Clinton Signs Bill Ending Wool, Mohair Subsidies
WASHINGTON (AP) _ A bill ending a 40-year government subsidy for wool and mohair production was signed into law Monday by President Clinton, who called it a step in his effort to streamline government.
The subsidies had been provided when materials for uniforms and gloves were deemed ″strategic materials″ by the Pentagon. The subsidies continued, even though the Pentagon took them off its strategic materials list in 1960, Clinton said in signing the legislation.
″There is no justification for maintaining this program on the books,″ Clinton said in a statement.
The subsidies will be phased down until the end of 1995, when they will be ended. The move will save the government $514 million between now and 1998, the administration claims.
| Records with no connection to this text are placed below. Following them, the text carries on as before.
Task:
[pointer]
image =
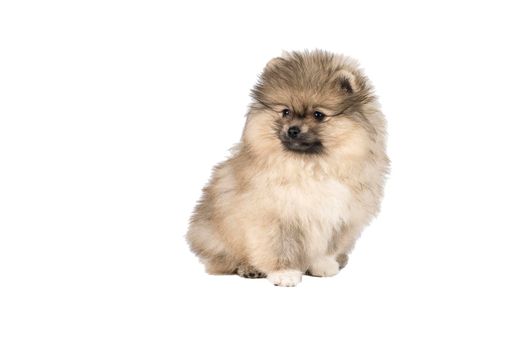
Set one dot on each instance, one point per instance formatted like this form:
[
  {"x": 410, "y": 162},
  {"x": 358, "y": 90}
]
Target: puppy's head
[{"x": 310, "y": 104}]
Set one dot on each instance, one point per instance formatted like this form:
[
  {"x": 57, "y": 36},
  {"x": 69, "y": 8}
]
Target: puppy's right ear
[{"x": 274, "y": 62}]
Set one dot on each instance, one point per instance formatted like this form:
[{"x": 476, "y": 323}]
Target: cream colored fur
[{"x": 284, "y": 214}]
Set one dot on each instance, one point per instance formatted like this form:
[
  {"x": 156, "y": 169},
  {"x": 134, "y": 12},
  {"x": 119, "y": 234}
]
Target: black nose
[{"x": 293, "y": 131}]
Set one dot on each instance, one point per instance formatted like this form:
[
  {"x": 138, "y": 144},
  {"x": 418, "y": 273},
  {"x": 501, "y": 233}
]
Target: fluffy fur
[{"x": 290, "y": 202}]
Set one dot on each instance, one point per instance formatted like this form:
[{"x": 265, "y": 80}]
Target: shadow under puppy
[{"x": 305, "y": 179}]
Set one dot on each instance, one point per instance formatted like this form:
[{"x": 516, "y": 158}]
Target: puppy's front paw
[
  {"x": 285, "y": 278},
  {"x": 324, "y": 267}
]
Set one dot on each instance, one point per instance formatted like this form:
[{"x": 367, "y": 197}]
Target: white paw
[
  {"x": 324, "y": 267},
  {"x": 285, "y": 278}
]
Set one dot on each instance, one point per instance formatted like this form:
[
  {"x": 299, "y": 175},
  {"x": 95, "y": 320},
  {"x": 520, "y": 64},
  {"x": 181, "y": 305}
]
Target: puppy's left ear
[{"x": 347, "y": 82}]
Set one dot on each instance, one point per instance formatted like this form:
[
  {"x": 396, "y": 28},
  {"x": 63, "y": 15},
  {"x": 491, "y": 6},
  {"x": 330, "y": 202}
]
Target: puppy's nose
[{"x": 294, "y": 131}]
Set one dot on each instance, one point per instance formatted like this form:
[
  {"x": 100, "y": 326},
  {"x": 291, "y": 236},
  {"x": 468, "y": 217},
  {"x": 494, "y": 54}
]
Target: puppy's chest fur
[{"x": 318, "y": 205}]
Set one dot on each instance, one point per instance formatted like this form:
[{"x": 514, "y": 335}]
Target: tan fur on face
[{"x": 270, "y": 209}]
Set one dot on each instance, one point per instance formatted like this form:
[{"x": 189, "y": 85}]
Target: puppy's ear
[
  {"x": 274, "y": 62},
  {"x": 347, "y": 82}
]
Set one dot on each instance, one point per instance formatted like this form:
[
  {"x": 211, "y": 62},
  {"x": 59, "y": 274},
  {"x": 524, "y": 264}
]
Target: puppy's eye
[{"x": 319, "y": 116}]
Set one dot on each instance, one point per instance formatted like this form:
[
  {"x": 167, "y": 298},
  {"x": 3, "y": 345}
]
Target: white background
[{"x": 112, "y": 115}]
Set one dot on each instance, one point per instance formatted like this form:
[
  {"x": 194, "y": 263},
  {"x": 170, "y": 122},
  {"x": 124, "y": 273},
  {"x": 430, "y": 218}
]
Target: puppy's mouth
[{"x": 305, "y": 145}]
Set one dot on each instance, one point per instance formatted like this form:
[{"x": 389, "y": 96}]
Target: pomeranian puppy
[{"x": 305, "y": 179}]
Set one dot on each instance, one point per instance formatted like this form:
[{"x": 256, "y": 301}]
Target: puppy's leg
[
  {"x": 324, "y": 266},
  {"x": 342, "y": 242},
  {"x": 279, "y": 252},
  {"x": 248, "y": 271},
  {"x": 217, "y": 259}
]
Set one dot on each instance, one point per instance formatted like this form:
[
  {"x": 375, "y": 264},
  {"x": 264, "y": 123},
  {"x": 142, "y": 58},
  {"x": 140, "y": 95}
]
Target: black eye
[{"x": 319, "y": 116}]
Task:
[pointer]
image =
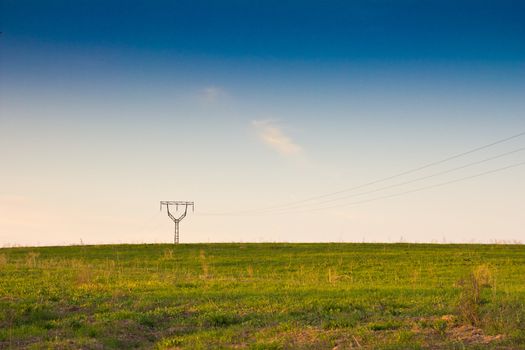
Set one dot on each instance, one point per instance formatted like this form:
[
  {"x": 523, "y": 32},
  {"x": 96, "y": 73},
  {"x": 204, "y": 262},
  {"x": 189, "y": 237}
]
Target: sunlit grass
[{"x": 263, "y": 296}]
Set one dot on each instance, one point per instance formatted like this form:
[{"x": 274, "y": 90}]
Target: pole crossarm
[{"x": 176, "y": 220}]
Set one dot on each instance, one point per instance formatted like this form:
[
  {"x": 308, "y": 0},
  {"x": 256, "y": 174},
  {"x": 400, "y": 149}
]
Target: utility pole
[{"x": 176, "y": 220}]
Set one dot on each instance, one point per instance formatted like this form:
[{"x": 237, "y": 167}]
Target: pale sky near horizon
[{"x": 104, "y": 113}]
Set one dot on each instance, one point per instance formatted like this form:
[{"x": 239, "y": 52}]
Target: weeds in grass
[
  {"x": 168, "y": 254},
  {"x": 204, "y": 264},
  {"x": 469, "y": 301},
  {"x": 31, "y": 259}
]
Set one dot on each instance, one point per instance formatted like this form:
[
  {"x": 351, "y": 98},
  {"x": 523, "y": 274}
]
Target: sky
[{"x": 284, "y": 121}]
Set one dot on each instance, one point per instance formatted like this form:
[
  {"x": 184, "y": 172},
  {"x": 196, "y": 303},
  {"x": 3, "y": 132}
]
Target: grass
[{"x": 263, "y": 296}]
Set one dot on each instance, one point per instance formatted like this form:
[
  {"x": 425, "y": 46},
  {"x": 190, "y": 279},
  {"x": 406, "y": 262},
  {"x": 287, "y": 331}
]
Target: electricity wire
[{"x": 295, "y": 204}]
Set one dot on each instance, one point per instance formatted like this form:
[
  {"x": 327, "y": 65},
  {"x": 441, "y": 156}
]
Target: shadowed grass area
[{"x": 263, "y": 296}]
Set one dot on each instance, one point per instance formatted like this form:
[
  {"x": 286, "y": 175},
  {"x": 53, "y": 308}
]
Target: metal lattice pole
[{"x": 177, "y": 220}]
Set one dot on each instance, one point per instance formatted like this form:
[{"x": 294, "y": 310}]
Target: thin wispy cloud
[
  {"x": 211, "y": 94},
  {"x": 274, "y": 137}
]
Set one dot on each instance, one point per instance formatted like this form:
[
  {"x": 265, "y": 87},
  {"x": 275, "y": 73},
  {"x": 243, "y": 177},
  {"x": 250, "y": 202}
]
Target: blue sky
[{"x": 107, "y": 108}]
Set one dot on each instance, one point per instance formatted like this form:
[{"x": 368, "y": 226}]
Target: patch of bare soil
[
  {"x": 453, "y": 330},
  {"x": 472, "y": 335}
]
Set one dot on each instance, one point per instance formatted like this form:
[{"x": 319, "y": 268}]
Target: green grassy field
[{"x": 263, "y": 296}]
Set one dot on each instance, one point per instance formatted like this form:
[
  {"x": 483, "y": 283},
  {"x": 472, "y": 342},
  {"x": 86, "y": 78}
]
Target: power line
[
  {"x": 410, "y": 181},
  {"x": 413, "y": 170},
  {"x": 421, "y": 188}
]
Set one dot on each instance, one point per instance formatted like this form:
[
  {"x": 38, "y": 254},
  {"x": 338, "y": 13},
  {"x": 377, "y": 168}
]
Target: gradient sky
[{"x": 108, "y": 107}]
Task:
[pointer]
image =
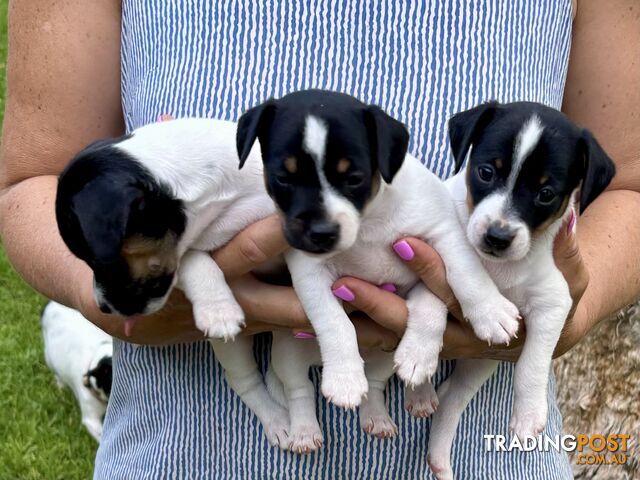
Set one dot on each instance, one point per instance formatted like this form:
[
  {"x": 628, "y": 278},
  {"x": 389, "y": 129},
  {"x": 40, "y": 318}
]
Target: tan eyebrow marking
[
  {"x": 343, "y": 165},
  {"x": 291, "y": 164}
]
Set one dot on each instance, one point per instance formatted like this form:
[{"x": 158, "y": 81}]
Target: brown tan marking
[
  {"x": 150, "y": 257},
  {"x": 540, "y": 229}
]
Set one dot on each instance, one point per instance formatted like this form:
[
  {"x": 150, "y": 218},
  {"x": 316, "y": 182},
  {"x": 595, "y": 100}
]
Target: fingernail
[
  {"x": 404, "y": 250},
  {"x": 389, "y": 287},
  {"x": 304, "y": 335},
  {"x": 343, "y": 293},
  {"x": 572, "y": 222}
]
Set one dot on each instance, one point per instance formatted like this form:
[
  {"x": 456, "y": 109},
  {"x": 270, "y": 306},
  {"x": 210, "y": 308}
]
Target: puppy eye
[
  {"x": 283, "y": 178},
  {"x": 354, "y": 180},
  {"x": 546, "y": 196},
  {"x": 486, "y": 173}
]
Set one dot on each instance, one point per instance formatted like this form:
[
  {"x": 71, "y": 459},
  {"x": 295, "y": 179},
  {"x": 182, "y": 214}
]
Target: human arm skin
[{"x": 602, "y": 94}]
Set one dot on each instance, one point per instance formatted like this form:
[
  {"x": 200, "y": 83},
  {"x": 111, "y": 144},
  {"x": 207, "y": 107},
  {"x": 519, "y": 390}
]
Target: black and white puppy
[
  {"x": 79, "y": 354},
  {"x": 145, "y": 211},
  {"x": 330, "y": 161},
  {"x": 526, "y": 165}
]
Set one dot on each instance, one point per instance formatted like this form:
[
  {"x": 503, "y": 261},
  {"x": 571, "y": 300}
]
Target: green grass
[{"x": 41, "y": 436}]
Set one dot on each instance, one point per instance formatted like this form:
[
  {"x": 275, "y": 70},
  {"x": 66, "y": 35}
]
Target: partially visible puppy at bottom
[{"x": 79, "y": 354}]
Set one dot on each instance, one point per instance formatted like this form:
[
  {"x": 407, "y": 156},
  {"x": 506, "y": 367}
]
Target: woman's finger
[
  {"x": 428, "y": 265},
  {"x": 383, "y": 306},
  {"x": 252, "y": 247}
]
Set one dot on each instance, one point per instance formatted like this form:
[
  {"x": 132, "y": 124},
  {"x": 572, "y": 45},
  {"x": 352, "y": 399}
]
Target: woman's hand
[{"x": 390, "y": 311}]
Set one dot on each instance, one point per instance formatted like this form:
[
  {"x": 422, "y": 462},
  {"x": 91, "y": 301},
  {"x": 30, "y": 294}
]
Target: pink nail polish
[
  {"x": 304, "y": 335},
  {"x": 572, "y": 222},
  {"x": 389, "y": 287},
  {"x": 343, "y": 293},
  {"x": 404, "y": 250}
]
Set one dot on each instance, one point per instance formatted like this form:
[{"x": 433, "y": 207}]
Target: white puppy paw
[
  {"x": 495, "y": 320},
  {"x": 219, "y": 319},
  {"x": 421, "y": 401},
  {"x": 440, "y": 466},
  {"x": 528, "y": 420},
  {"x": 416, "y": 359},
  {"x": 305, "y": 439},
  {"x": 276, "y": 428},
  {"x": 344, "y": 386}
]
Ending the subsidies was included among the recommendations in a $10 billion package of spending cuts and other cost-saving moves sent to Congress by Clinton last month.
The White House calls it its ″reinventing government″ program.
″The legislation ... eliminates an outdated program, reduces the deficit and affirms for the American people our commitment to change,″ Clinton said.
So far, Clinton has been less successful in persuading Congress to eliminate a $6.5-million-a-year subsidy to honey bee farmers that dates back to World War II - and which Clinton used in his campaign as a sign of government waste.